Past the kiln room and down the hall, just off the small sitting room, several small, rotund clay sculptures with wires coming out of them had been placed on a long table. The artist was busy looking at some photographs and painting on them. She half looked up at me. It was open studios at The Banff Centre and people were coming and going all day.
These round clay sculptures and hand painted photographs would become the House on Fire series, an exhibition about Sarah Anne Johnson’s grandmother and her memories of her Nan. The first thing I recall about Sarah was her direct and confrontational stare. She didn’t say much—not then anyway. Her works were volumes of unspoken emotions, recollecting both good and bad times in her family, on trips, addressing familiarity, belonging, and intimacy.
During one of my subsequent trips to Winnipeg, Shawna and I were touring around the Exchange. It was either at Platform or at Plug In Institute of Contemporary Art, when they were still on McDermot Ave, where I met Sarah again. Up on the walls of Plug In was Pandora’s Box, Amanda Cachia’s exhibition featuring an international line up of artists including Laylah Ali, Ghada Amer, Shary Boyle, Amy Cutler, Chitra Ganesh, Wangechi Mutu, Annie Pootoogook, Leesa Streifler, Kara Walker, and Su-en Wong.
It would be several more years before I had a studio visit with Sarah, and I think she asked more questions than I did.
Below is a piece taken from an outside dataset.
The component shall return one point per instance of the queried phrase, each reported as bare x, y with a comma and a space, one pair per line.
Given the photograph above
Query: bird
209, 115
Eventually, I learned there had been a dance version of House on Fire called Dancing with the Doctor (2010). Bringing her relationship with her Nan back into the body, igniting Sarah’s first artistic identity in theatre and dance, she was moving toward a more heightened sense of intimate knowledge—a way of knowing and re-knowing what I saw as expressed through her ongoing embodied painting interventions onto her photographic encounters with the world. There has always been an inherent intensity in her work, and it was this intensity that first drew me in, but also kept me away at first.
A year later, in a warehouse studio where coincidentally I once helped move in the dry wall, Sarah showed me some new works in progress for her latest series on intimacy. The couples entangled together were unravelling something more amorphous than skin and bodies. Unspoken gulfs existed between these bodies and the enclosed spaces they inhabited, and I momentarily wondered if I should have kept the exhibition’s title as Isolated.
These works were as dark as any work I had seen of hers, but off to the side of the studio I saw a few painted photographs of friends gathered in the grass. These images beamed out in contrast. Groups of friends lounging outside, their faces shining in the sun, bodies uninhibited and dressed in relaxed summer wear, each of them enjoying their company. These sun soaked portraits of Sarah’s past holidays were a relief exercise. She said she didn’t know what to do with them next.